Benefits & Compensation News

Companies prepping for Obamacare — with layoffs, cutbacks

It’s official: President Obama’s signature healthcare reform law is here to stay — and many employers aren’t fans. In fact, many have announced layoffs to help cope with the cost of the law’s reforms.

FreedomWorks — an organization that claims to be “leading the fight for lower taxes, less government, and more freedom” and that’s been very clear that it’s not a fan of the law — recently compiled a well-sourced list of companies that have announced layoffs as a result of the costs they project to take on due to the law.

Many of the companies on the list are medical device manufacturers that will be forced to pay a 2.3% excise tax on all medical devices they sell, which the law requires.

The list includes:

  • Welch Allyn, a medical equipment manufacturer, announced it’ll lay off 275 employees (about 10% of its workforce) over the next three years. The layoffs were reported by The Post-Standard of Syracuse, NY.
  • Stryker, one of the biggest medical device manufacturers in the world, will eliminate 1,170 jobs (about 5% of its workforce). This story was reported by Fox News.
  • Dana Holding Corp., an auto part manufacturer, has hinted layoffs may be on the horizon as a result of the law. In a letter from company President Roger Wood to Dana employees, Wood explains “the Patient Protection and Affordable Care Act, also known as ‘Obamacare,’ is expected to cost Dana approximately $24 million over the next six years in additional U.S. health care expenses.” As a result, Wood says the company will have to take “aggressive” steps to manage costs, including reducing overhead costs.
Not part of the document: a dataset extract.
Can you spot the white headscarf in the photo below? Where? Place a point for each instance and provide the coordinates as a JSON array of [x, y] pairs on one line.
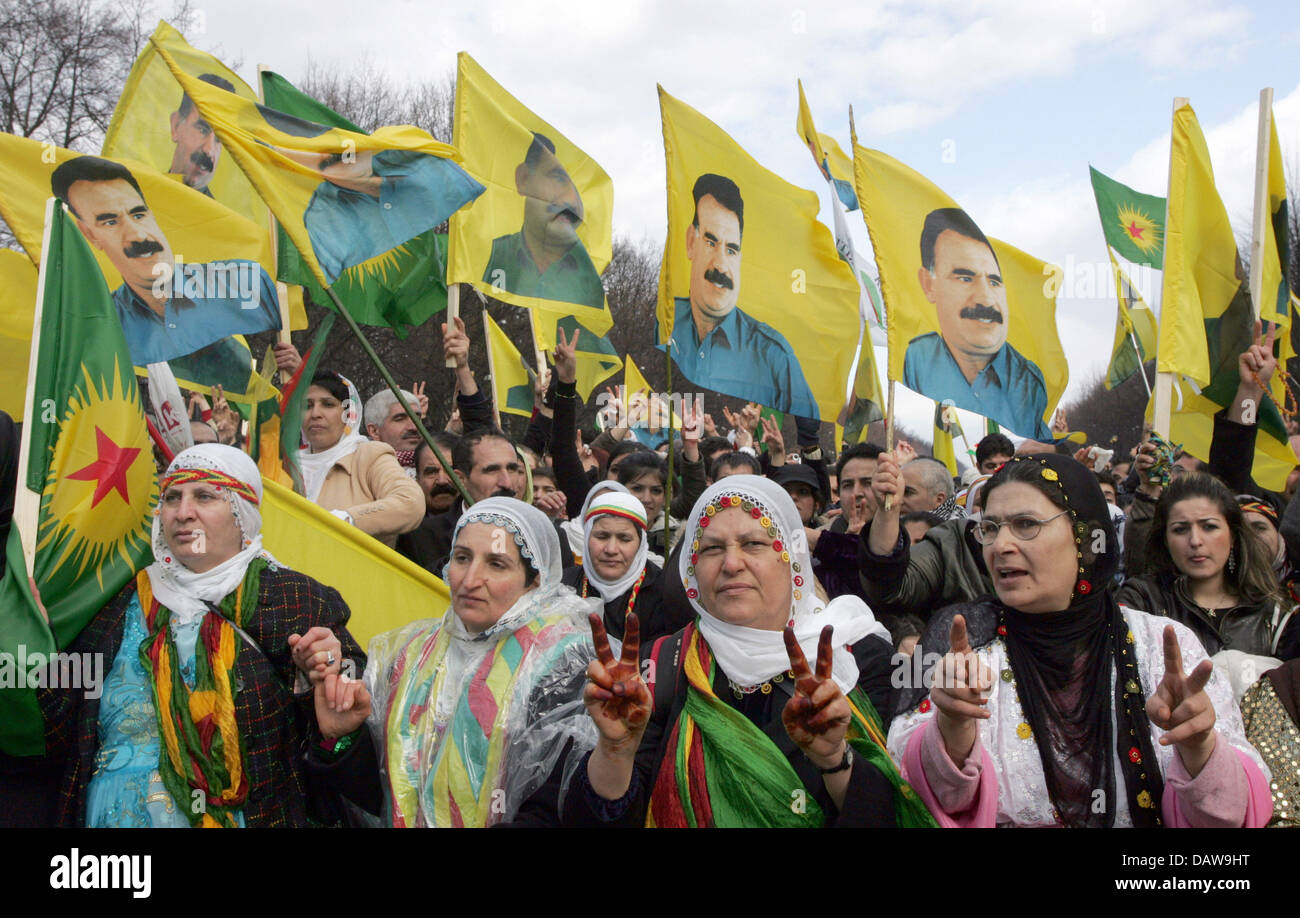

Wood later suggests that “colleagues” may be “affected.” The Toledo Blade obtained Woods’ letter to Dana employees.

From full-time to part-time workforces

As HR Benefits Alert previously reported, some companies are taking another approach: Rather than reducing the size of their workforces to deal with projected cost increases from the law, at least two companies — Darden Restaurants and Ann’s Linens Inc. — have announced they’ll test reducing their full-time workforces and increasing the number of part-timers they take on.

Reason: Under the law, employers aren’t required to offer health insurance to part-time workers (those working fewer than 30 hours per week).